Matheus Miler: Há futuro para o trabalho avulso nos portos brasileiros?

Fica evidente a necessidade de refletir sobre a pertinência da obrigatoriedade da contratação de trabalhadores portuários por meio do regime de trabalho avulso

Promulgada a Lei 14.047/2020, que alterou a política pública portuária no que se refere à relação capital trabalho e inaugura uma nova fase para a exploração dos portos públicos no Brasil, conforme detalhado em artigos anteriores, cabe agora analisar e refletir sobre o futuro do sistema de trabalho portuário avulso nos portos organizados. 

O trabalho avulso, recepcionado na Constituição Federal de 88, é a modalidade de regime laboral que permite a determinadas atividades econômicas utilizar com maior flexibilidade a contratação de mão de obra e adequá-la a sua atividade produtiva. Sem estabelecer vínculo empregatício, a modalidade permite ao trabalhador se engajar em trabalhos para diversos tomadores de serviços e ao empregador, utilizar recursos humanos quando necessário.

Para a atividade portuária, o trabalho avulso existe desde que os primeiros cargueiros aportaram em nossas docas. A atividade profissional de transporte e movimentação de mercadorias é uma das mais antigas da história da humanidade e as categorias dos trabalhadores portuários foram as primeiras a se organizar, com solidez, em sindicatos e lutar por seus direitos.

Foram categorias que resistiram às grandes guerras mundiais, à gripe espanhola, à ditadura militar, a redemocratização, à hiperinflação, à Portobrás, à parede e à carteira preta, à DTM (Delegacia do Trabalho Marítimo, do então Ministério do Trabalho), ao Gempo (Grupo Executivo para Modernização dos Portos, do Governo Federal), ao Prepom (Programa do Ensino Profissional Marítimo, da Marinha), à desestatização dos portos públicos, aos arrendamentos, à automação das operações portuárias, aos OGMOs (órgãos gestores de mão de obra), à multifuncionalidade, à escalação eletrônica, à Covid-19 e a toda sorte dos altos e baixos da economia e do comércio exterior brasileiro.

São algumas as razões que justificavam a existência do modelo de trabalho avulso nos portos: a rotineira sazonalidade de cargas predominante até os anos 90, o baixo emprego da tecnologia nas operações portuárias, a movimentação de sacaria e carga solta, entre outros que podemos elencar para entender a sua pertinência. 

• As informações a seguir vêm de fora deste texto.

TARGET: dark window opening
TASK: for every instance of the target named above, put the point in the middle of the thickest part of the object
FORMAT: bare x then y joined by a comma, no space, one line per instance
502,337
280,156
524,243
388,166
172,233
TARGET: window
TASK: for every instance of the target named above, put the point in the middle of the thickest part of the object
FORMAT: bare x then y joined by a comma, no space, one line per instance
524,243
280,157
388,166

A transformação causada pela evolução tecnológica empregada nas operações portuárias pode ser notada ao redor do mundo onde terminais (apelidados de “ghost terminals”) já executam a atividade de operação de contêineres sem o emprego de recursos humanos. Com maior destaque para os portos asiáticos, essa realidade é vivida na Europa e também em portos nos Estados Unidos, com foco na maior segurança, eficiência energética e produtividade das operações portuárias. Esses são ótimos exemplos que contribuem para a reflexão sobre a evolução da atividade no Brasil.

Atualmente, com o novo arranjo legislativo, a privatização das autoridades portuárias, a estabilidade das relações comerciais, a predominância de perenização das linhas de navegação, os investimentos privados, a consolidação das cargas, o grande avanço tecnológico dos últimos 20 anos e, principalmente, com a irreversível automação das operações portuárias, movimentação e controle de cargas em pátios e armazéns nos portos brasileiros, fica evidente a necessidade de refletir sobre a pertinência da obrigatoriedade da contratação de trabalhadores portuários por meio do regime de trabalho avulso.